Une diète aussi sévère que celle qui a été utilisée dans l’étude ne convient par ailleurs pas à tous les patients. Les participants du programme DiRECT ont été très sélectionnés, souligne la Dre Kaberi Dasgupta, spécialiste en médecine interne au Centre universitaire de santé McGill. « Parmi les 1500 personnes qui pouvaient participer à l’étude, les chercheurs n’ont pu en recruter que 306. Cependant, je pense que les personnes qui décident de suivre un tel régime et bénéficient d’un encadrement adéquat ont de bonnes chances d’obtenir une rémission du diabète. »

Les chercheurs estiment que le genre de gestion intensive du poids qu’ils ont testée devrait être offert en première ligne. « Ce type d’intervention fonctionne, mais nécessite beaucoup d’investissement, fait remarquer la Dre Dasgupta.
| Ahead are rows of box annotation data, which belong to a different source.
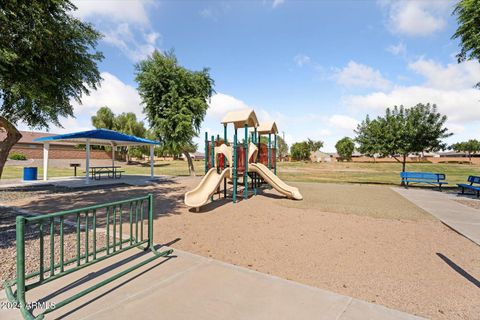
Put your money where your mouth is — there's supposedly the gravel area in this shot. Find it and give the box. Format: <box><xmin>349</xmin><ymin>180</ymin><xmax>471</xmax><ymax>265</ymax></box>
<box><xmin>2</xmin><ymin>178</ymin><xmax>480</xmax><ymax>319</ymax></box>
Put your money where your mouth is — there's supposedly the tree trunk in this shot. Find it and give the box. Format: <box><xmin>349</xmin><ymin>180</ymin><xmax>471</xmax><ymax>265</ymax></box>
<box><xmin>183</xmin><ymin>151</ymin><xmax>196</xmax><ymax>177</ymax></box>
<box><xmin>0</xmin><ymin>117</ymin><xmax>22</xmax><ymax>178</ymax></box>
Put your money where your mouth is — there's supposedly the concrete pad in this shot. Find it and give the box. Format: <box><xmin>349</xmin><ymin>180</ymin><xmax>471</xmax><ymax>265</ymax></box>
<box><xmin>0</xmin><ymin>250</ymin><xmax>419</xmax><ymax>320</ymax></box>
<box><xmin>392</xmin><ymin>188</ymin><xmax>480</xmax><ymax>245</ymax></box>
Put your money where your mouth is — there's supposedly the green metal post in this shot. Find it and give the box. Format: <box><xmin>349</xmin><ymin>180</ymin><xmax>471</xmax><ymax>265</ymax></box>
<box><xmin>268</xmin><ymin>133</ymin><xmax>272</xmax><ymax>169</ymax></box>
<box><xmin>39</xmin><ymin>220</ymin><xmax>44</xmax><ymax>281</ymax></box>
<box><xmin>85</xmin><ymin>210</ymin><xmax>89</xmax><ymax>262</ymax></box>
<box><xmin>210</xmin><ymin>136</ymin><xmax>215</xmax><ymax>168</ymax></box>
<box><xmin>253</xmin><ymin>127</ymin><xmax>258</xmax><ymax>195</ymax></box>
<box><xmin>223</xmin><ymin>123</ymin><xmax>227</xmax><ymax>198</ymax></box>
<box><xmin>92</xmin><ymin>209</ymin><xmax>97</xmax><ymax>260</ymax></box>
<box><xmin>273</xmin><ymin>134</ymin><xmax>277</xmax><ymax>174</ymax></box>
<box><xmin>77</xmin><ymin>212</ymin><xmax>80</xmax><ymax>267</ymax></box>
<box><xmin>148</xmin><ymin>193</ymin><xmax>155</xmax><ymax>250</ymax></box>
<box><xmin>210</xmin><ymin>135</ymin><xmax>216</xmax><ymax>201</ymax></box>
<box><xmin>16</xmin><ymin>216</ymin><xmax>26</xmax><ymax>309</ymax></box>
<box><xmin>243</xmin><ymin>123</ymin><xmax>248</xmax><ymax>199</ymax></box>
<box><xmin>118</xmin><ymin>205</ymin><xmax>123</xmax><ymax>249</ymax></box>
<box><xmin>232</xmin><ymin>128</ymin><xmax>237</xmax><ymax>203</ymax></box>
<box><xmin>60</xmin><ymin>216</ymin><xmax>64</xmax><ymax>272</ymax></box>
<box><xmin>205</xmin><ymin>132</ymin><xmax>208</xmax><ymax>174</ymax></box>
<box><xmin>140</xmin><ymin>200</ymin><xmax>145</xmax><ymax>241</ymax></box>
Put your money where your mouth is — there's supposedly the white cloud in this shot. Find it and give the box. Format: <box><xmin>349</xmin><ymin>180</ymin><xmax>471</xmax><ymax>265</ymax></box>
<box><xmin>73</xmin><ymin>0</ymin><xmax>160</xmax><ymax>62</ymax></box>
<box><xmin>408</xmin><ymin>58</ymin><xmax>480</xmax><ymax>90</ymax></box>
<box><xmin>293</xmin><ymin>54</ymin><xmax>312</xmax><ymax>67</ymax></box>
<box><xmin>328</xmin><ymin>114</ymin><xmax>358</xmax><ymax>131</ymax></box>
<box><xmin>207</xmin><ymin>93</ymin><xmax>253</xmax><ymax>120</ymax></box>
<box><xmin>73</xmin><ymin>0</ymin><xmax>150</xmax><ymax>25</ymax></box>
<box><xmin>380</xmin><ymin>0</ymin><xmax>452</xmax><ymax>36</ymax></box>
<box><xmin>333</xmin><ymin>61</ymin><xmax>391</xmax><ymax>89</ymax></box>
<box><xmin>103</xmin><ymin>23</ymin><xmax>160</xmax><ymax>62</ymax></box>
<box><xmin>272</xmin><ymin>0</ymin><xmax>285</xmax><ymax>8</ymax></box>
<box><xmin>344</xmin><ymin>59</ymin><xmax>480</xmax><ymax>124</ymax></box>
<box><xmin>386</xmin><ymin>42</ymin><xmax>407</xmax><ymax>56</ymax></box>
<box><xmin>73</xmin><ymin>72</ymin><xmax>143</xmax><ymax>119</ymax></box>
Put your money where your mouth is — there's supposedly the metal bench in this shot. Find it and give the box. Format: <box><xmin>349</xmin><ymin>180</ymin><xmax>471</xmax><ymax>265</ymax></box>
<box><xmin>400</xmin><ymin>171</ymin><xmax>448</xmax><ymax>190</ymax></box>
<box><xmin>5</xmin><ymin>194</ymin><xmax>172</xmax><ymax>320</ymax></box>
<box><xmin>457</xmin><ymin>176</ymin><xmax>480</xmax><ymax>198</ymax></box>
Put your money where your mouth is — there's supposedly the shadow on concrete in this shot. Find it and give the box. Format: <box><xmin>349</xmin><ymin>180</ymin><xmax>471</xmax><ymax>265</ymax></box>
<box><xmin>38</xmin><ymin>245</ymin><xmax>177</xmax><ymax>319</ymax></box>
<box><xmin>437</xmin><ymin>252</ymin><xmax>480</xmax><ymax>288</ymax></box>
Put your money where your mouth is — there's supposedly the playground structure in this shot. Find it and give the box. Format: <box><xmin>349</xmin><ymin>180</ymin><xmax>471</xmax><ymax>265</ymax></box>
<box><xmin>185</xmin><ymin>110</ymin><xmax>303</xmax><ymax>210</ymax></box>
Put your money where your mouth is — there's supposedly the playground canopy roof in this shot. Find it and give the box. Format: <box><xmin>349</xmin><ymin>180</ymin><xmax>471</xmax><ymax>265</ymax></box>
<box><xmin>257</xmin><ymin>121</ymin><xmax>278</xmax><ymax>134</ymax></box>
<box><xmin>34</xmin><ymin>129</ymin><xmax>160</xmax><ymax>146</ymax></box>
<box><xmin>222</xmin><ymin>109</ymin><xmax>258</xmax><ymax>129</ymax></box>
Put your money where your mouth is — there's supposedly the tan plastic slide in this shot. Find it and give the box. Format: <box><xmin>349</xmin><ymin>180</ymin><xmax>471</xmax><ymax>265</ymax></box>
<box><xmin>248</xmin><ymin>163</ymin><xmax>303</xmax><ymax>200</ymax></box>
<box><xmin>185</xmin><ymin>168</ymin><xmax>231</xmax><ymax>208</ymax></box>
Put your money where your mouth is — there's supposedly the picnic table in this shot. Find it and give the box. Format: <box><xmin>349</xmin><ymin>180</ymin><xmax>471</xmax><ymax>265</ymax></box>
<box><xmin>90</xmin><ymin>166</ymin><xmax>125</xmax><ymax>180</ymax></box>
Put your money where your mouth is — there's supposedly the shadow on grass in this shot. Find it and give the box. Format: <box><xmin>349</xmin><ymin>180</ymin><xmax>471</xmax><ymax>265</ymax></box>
<box><xmin>437</xmin><ymin>252</ymin><xmax>480</xmax><ymax>288</ymax></box>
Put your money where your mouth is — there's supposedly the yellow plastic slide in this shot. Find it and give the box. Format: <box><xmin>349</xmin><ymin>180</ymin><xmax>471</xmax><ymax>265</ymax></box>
<box><xmin>185</xmin><ymin>168</ymin><xmax>231</xmax><ymax>208</ymax></box>
<box><xmin>248</xmin><ymin>163</ymin><xmax>303</xmax><ymax>200</ymax></box>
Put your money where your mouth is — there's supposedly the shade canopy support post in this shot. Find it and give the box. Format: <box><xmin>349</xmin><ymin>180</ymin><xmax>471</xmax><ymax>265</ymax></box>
<box><xmin>112</xmin><ymin>143</ymin><xmax>117</xmax><ymax>168</ymax></box>
<box><xmin>85</xmin><ymin>139</ymin><xmax>90</xmax><ymax>184</ymax></box>
<box><xmin>43</xmin><ymin>142</ymin><xmax>50</xmax><ymax>181</ymax></box>
<box><xmin>150</xmin><ymin>144</ymin><xmax>155</xmax><ymax>179</ymax></box>
<box><xmin>223</xmin><ymin>123</ymin><xmax>227</xmax><ymax>198</ymax></box>
<box><xmin>232</xmin><ymin>128</ymin><xmax>238</xmax><ymax>203</ymax></box>
<box><xmin>243</xmin><ymin>124</ymin><xmax>248</xmax><ymax>199</ymax></box>
<box><xmin>205</xmin><ymin>131</ymin><xmax>208</xmax><ymax>174</ymax></box>
<box><xmin>273</xmin><ymin>134</ymin><xmax>277</xmax><ymax>174</ymax></box>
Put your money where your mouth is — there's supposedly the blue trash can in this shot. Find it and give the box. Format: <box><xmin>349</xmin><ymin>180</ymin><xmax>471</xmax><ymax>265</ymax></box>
<box><xmin>23</xmin><ymin>167</ymin><xmax>38</xmax><ymax>181</ymax></box>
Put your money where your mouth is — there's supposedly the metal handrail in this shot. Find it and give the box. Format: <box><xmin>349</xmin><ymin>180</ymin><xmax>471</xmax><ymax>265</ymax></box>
<box><xmin>5</xmin><ymin>194</ymin><xmax>173</xmax><ymax>319</ymax></box>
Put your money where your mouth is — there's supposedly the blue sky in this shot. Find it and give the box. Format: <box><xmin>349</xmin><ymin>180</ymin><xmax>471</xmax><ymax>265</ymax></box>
<box><xmin>25</xmin><ymin>0</ymin><xmax>480</xmax><ymax>151</ymax></box>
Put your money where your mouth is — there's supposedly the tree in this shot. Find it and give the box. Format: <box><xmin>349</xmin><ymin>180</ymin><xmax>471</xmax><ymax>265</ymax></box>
<box><xmin>290</xmin><ymin>141</ymin><xmax>310</xmax><ymax>161</ymax></box>
<box><xmin>355</xmin><ymin>104</ymin><xmax>451</xmax><ymax>171</ymax></box>
<box><xmin>452</xmin><ymin>0</ymin><xmax>480</xmax><ymax>88</ymax></box>
<box><xmin>450</xmin><ymin>139</ymin><xmax>480</xmax><ymax>164</ymax></box>
<box><xmin>91</xmin><ymin>106</ymin><xmax>149</xmax><ymax>162</ymax></box>
<box><xmin>135</xmin><ymin>50</ymin><xmax>214</xmax><ymax>174</ymax></box>
<box><xmin>260</xmin><ymin>135</ymin><xmax>288</xmax><ymax>158</ymax></box>
<box><xmin>306</xmin><ymin>139</ymin><xmax>323</xmax><ymax>152</ymax></box>
<box><xmin>0</xmin><ymin>0</ymin><xmax>103</xmax><ymax>177</ymax></box>
<box><xmin>290</xmin><ymin>139</ymin><xmax>323</xmax><ymax>160</ymax></box>
<box><xmin>335</xmin><ymin>137</ymin><xmax>355</xmax><ymax>161</ymax></box>
<box><xmin>92</xmin><ymin>106</ymin><xmax>115</xmax><ymax>130</ymax></box>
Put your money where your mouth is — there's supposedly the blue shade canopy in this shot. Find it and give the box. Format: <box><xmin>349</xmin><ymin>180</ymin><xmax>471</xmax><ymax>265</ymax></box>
<box><xmin>33</xmin><ymin>129</ymin><xmax>160</xmax><ymax>146</ymax></box>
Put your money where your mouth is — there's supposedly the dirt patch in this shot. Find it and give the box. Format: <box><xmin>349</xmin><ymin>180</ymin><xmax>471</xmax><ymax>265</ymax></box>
<box><xmin>455</xmin><ymin>199</ymin><xmax>480</xmax><ymax>210</ymax></box>
<box><xmin>1</xmin><ymin>178</ymin><xmax>480</xmax><ymax>319</ymax></box>
<box><xmin>277</xmin><ymin>182</ymin><xmax>434</xmax><ymax>220</ymax></box>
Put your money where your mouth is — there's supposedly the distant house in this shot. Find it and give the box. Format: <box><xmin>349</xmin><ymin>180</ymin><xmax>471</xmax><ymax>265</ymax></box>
<box><xmin>180</xmin><ymin>152</ymin><xmax>205</xmax><ymax>160</ymax></box>
<box><xmin>310</xmin><ymin>151</ymin><xmax>337</xmax><ymax>162</ymax></box>
<box><xmin>0</xmin><ymin>131</ymin><xmax>112</xmax><ymax>160</ymax></box>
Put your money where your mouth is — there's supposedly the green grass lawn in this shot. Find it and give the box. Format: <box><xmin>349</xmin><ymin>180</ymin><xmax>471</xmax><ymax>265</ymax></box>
<box><xmin>2</xmin><ymin>161</ymin><xmax>480</xmax><ymax>186</ymax></box>
<box><xmin>277</xmin><ymin>162</ymin><xmax>480</xmax><ymax>186</ymax></box>
<box><xmin>2</xmin><ymin>161</ymin><xmax>195</xmax><ymax>179</ymax></box>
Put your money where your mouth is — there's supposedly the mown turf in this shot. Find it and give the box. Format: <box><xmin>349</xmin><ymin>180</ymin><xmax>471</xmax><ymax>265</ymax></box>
<box><xmin>2</xmin><ymin>161</ymin><xmax>480</xmax><ymax>186</ymax></box>
<box><xmin>278</xmin><ymin>162</ymin><xmax>480</xmax><ymax>186</ymax></box>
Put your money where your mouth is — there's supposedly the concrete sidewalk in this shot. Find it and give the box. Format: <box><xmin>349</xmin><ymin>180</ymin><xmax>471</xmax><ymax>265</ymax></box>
<box><xmin>392</xmin><ymin>188</ymin><xmax>480</xmax><ymax>245</ymax></box>
<box><xmin>0</xmin><ymin>246</ymin><xmax>419</xmax><ymax>320</ymax></box>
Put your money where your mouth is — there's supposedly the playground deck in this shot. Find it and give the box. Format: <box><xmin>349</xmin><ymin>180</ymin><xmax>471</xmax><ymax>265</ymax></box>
<box><xmin>0</xmin><ymin>248</ymin><xmax>420</xmax><ymax>320</ymax></box>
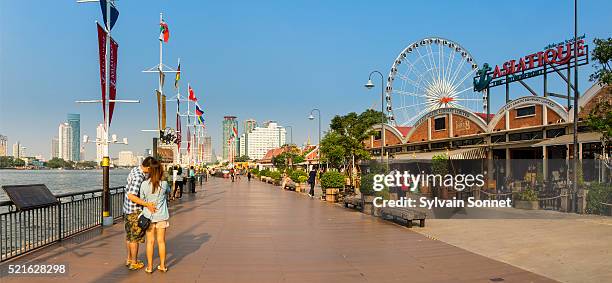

C’est toute une entreprise que d’avoir une personne à temps plein qui se consacre à ce programme. Combien de personnes va-t-elle suivre en un an ? Quels en seront les coûts ? »

Mais cette voie reste intéressante. « Tant l’étude de Da Qing que l’étude DiRECT sont très excitantes. Je pense qu’elles devraient nous pousser à réfléchir à ce que nous pouvons faire pour intégrer davantage les changements d’habitudes de vie dans nos pratiques cliniques. Elles nous donnent deux options qui s’ajoutent à celles que nous avons déjà », conclut la chercheuse. //

Bibliographie :

1. Lean M, Leslie W, Barnes A et coll. Durability of a primary care-led weight-management intervention for remission of type 2 diabetes: 2-year results of the DiRECT open-label, cluster-randomised trial. Lancet Diabetes Endocrinol 2019 ; 7 (5) : 344-55.